Les organismes de sélection qui traditionnellement exposent les races bovines emblématiques telles que les charolaises, limousines ou prim’holstein, ont décidé de ne pas participer au Concours général agricole, un événement majeur pour le salon. Selon Hervé Boudon, président des Jeunes Agriculteurs de Lozère et éleveur bovin, cette décision est tout à fait responsable : “Nous nous en doutions, et cela paraît logique compte tenu de la situation sanitaire actuelle,” a-t-il déclaré. Il soutient également que la santé des animaux et des éleveurs doit primer avant tout.
Bien que l'absence de vaches soit un coup dur pour les producteurs et les visiteurs, les organisateurs envisagent cependant une présence “limitée et symbolique” de quelques bovins, afin de respecter les normes sanitaires.
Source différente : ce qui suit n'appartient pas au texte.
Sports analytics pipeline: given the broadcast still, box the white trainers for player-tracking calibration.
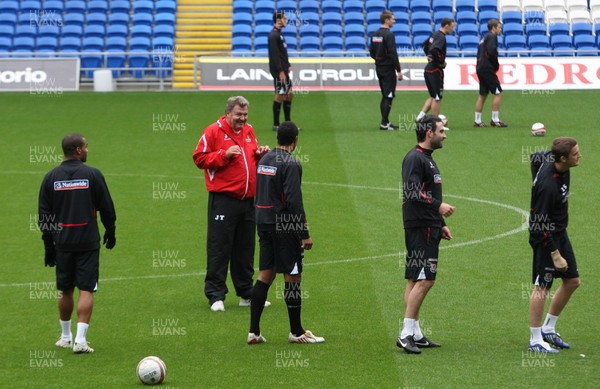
[73,342,94,354]
[248,332,267,344]
[55,337,73,348]
[288,330,325,343]
[240,297,271,308]
[210,300,225,312]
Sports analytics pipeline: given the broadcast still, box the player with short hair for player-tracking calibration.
[396,116,454,354]
[528,137,581,353]
[248,122,325,344]
[38,133,117,354]
[268,10,294,131]
[369,10,402,130]
[417,18,456,121]
[473,19,508,127]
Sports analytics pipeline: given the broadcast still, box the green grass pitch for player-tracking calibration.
[0,91,600,388]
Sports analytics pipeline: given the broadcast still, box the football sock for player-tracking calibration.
[400,317,415,339]
[529,327,544,344]
[59,319,73,340]
[75,323,90,344]
[542,314,558,334]
[379,97,392,124]
[283,282,304,336]
[413,320,423,340]
[283,101,292,122]
[273,101,281,126]
[250,280,270,335]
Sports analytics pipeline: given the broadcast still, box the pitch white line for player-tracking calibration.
[0,180,529,287]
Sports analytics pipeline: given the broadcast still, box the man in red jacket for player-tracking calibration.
[193,96,270,311]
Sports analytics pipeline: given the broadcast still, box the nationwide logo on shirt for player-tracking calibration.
[54,180,90,191]
[257,165,277,176]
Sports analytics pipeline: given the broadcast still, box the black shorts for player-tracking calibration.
[529,231,579,289]
[423,69,444,101]
[404,227,442,281]
[56,249,100,292]
[258,225,304,275]
[271,73,292,95]
[477,72,502,95]
[375,66,398,99]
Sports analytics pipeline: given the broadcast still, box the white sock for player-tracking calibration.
[400,317,415,339]
[413,320,423,340]
[542,314,558,334]
[59,319,73,341]
[75,323,90,344]
[529,327,544,344]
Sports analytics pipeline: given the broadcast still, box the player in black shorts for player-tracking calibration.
[473,19,508,127]
[369,10,402,130]
[268,10,294,131]
[528,138,581,353]
[248,122,325,344]
[39,134,117,354]
[396,116,454,354]
[417,18,456,121]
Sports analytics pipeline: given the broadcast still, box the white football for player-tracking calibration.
[137,356,167,385]
[531,123,546,136]
[438,115,448,127]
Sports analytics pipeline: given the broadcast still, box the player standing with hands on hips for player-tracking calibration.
[528,138,581,353]
[396,116,454,354]
[248,122,325,344]
[39,134,117,354]
[369,10,402,130]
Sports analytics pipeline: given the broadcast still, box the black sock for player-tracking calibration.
[379,97,392,124]
[284,282,304,336]
[273,101,281,126]
[283,101,292,122]
[250,280,270,335]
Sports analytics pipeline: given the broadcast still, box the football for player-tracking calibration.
[137,356,167,385]
[438,115,448,127]
[531,123,546,136]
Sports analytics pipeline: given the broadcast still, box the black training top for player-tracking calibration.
[38,159,117,251]
[402,146,446,228]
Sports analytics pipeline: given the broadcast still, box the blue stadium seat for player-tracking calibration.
[365,0,386,14]
[456,23,479,36]
[83,24,106,39]
[106,24,129,38]
[456,11,477,25]
[322,0,342,14]
[391,23,410,36]
[322,12,342,26]
[322,24,342,37]
[477,0,498,11]
[154,0,177,14]
[342,0,365,12]
[454,0,475,12]
[108,12,130,27]
[131,24,152,38]
[408,0,431,12]
[410,12,431,24]
[502,11,523,24]
[502,23,523,37]
[431,0,453,12]
[110,0,131,14]
[298,0,321,14]
[133,0,154,14]
[65,0,87,14]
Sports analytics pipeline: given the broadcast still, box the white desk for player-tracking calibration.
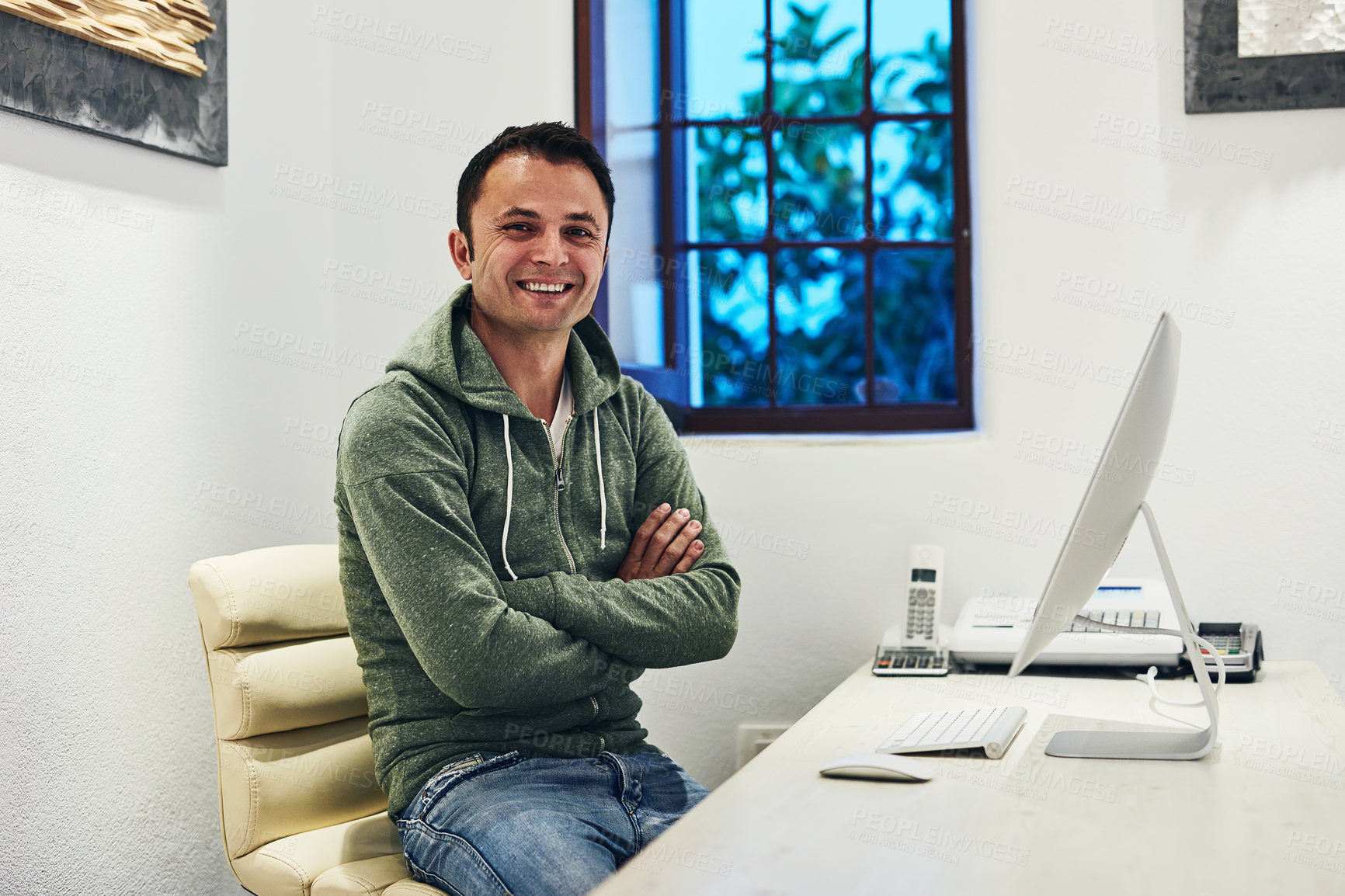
[595,662,1345,896]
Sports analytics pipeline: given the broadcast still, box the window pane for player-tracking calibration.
[775,249,864,405]
[873,120,952,239]
[688,0,766,120]
[770,0,865,116]
[772,121,864,239]
[687,250,770,406]
[873,249,957,404]
[606,130,665,367]
[604,0,659,128]
[686,128,766,242]
[873,0,952,112]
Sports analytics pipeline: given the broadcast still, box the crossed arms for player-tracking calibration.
[340,395,739,709]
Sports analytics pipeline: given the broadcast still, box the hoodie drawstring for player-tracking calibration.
[500,408,606,582]
[500,415,518,582]
[593,408,606,550]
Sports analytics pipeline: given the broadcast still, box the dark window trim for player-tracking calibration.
[575,0,975,433]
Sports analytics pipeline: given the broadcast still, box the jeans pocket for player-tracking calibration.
[419,749,524,819]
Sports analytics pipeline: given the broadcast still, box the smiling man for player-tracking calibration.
[336,123,739,896]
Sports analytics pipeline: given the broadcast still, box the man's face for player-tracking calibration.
[448,154,608,336]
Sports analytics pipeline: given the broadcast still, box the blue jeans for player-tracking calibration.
[395,751,709,896]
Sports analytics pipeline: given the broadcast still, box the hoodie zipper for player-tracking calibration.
[538,415,575,573]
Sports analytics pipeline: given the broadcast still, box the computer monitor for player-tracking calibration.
[1009,314,1217,759]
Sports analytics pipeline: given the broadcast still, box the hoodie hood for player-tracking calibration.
[388,283,621,420]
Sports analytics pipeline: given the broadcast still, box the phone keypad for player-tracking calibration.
[906,588,939,641]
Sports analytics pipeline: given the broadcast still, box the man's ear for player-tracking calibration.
[448,227,472,280]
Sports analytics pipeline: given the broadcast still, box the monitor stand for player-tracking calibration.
[1046,502,1218,759]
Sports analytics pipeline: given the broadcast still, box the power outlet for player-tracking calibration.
[735,725,790,768]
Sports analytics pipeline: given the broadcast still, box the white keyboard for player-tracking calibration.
[877,707,1027,759]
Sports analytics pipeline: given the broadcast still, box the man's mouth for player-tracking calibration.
[518,280,575,293]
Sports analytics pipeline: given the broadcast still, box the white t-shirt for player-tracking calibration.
[551,367,575,463]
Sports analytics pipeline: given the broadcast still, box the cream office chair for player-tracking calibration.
[188,545,444,896]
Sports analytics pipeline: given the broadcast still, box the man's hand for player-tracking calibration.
[616,505,705,582]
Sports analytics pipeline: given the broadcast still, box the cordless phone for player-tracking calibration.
[901,545,943,650]
[873,545,950,675]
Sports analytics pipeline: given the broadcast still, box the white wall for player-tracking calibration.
[0,0,573,896]
[0,0,1345,894]
[632,0,1345,780]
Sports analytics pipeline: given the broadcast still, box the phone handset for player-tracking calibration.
[901,545,943,650]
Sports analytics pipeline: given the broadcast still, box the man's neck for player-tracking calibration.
[468,308,570,422]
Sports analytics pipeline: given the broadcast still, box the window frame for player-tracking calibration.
[575,0,975,433]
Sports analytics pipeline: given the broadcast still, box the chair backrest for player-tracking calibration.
[188,545,388,873]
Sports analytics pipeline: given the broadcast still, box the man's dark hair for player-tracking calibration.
[457,121,616,259]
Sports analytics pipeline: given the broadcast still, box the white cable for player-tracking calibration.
[1135,630,1227,707]
[1075,613,1227,707]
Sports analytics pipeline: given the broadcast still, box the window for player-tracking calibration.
[575,0,972,432]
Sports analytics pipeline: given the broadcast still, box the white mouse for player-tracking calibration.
[818,753,933,782]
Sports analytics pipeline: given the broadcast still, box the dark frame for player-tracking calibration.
[1183,0,1345,114]
[0,0,228,167]
[575,0,975,433]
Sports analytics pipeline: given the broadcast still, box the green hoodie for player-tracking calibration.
[336,285,740,814]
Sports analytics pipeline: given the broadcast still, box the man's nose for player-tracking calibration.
[533,227,570,266]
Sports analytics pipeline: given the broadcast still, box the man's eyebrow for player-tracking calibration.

Des négociations sont en cours, et une décision définitive devrait être communiquée à la mi-janvier.
Selon Le Monde, les conséquences de la DNC impactent non seulement les foires agricoles mais aussi la filière viande en France. Les éleveurs craignent une perte de visibilité pour leurs animaux qui, habituellement, attirent des acheteurs potentiels lors de ces événements. C'est un tournant majeur pour le secteur, qui a déjà subi plusieurs crises sanitaires ces dernières années.
Les professionnels du secteur font part de leur inquiétude quant à l'avenir des foires agricoles, jugées essentielles pour la promotion des produits régionaux et le maintien du lien entre producteurs et consommateurs. En effet, ces événements sont souvent l'occasion de valoriser le savoir-faire local et d'échanger sur les pratiques agricoles.
La situation actuelle rappelle l'urgence d'améliorer les protocoles de biosécurité dans l'élevage. Le ministre de l'Agriculture a souligné l'importance d'un diagnostic rapide et d'une communication efficace pour contrôler la propagation de ces maladies.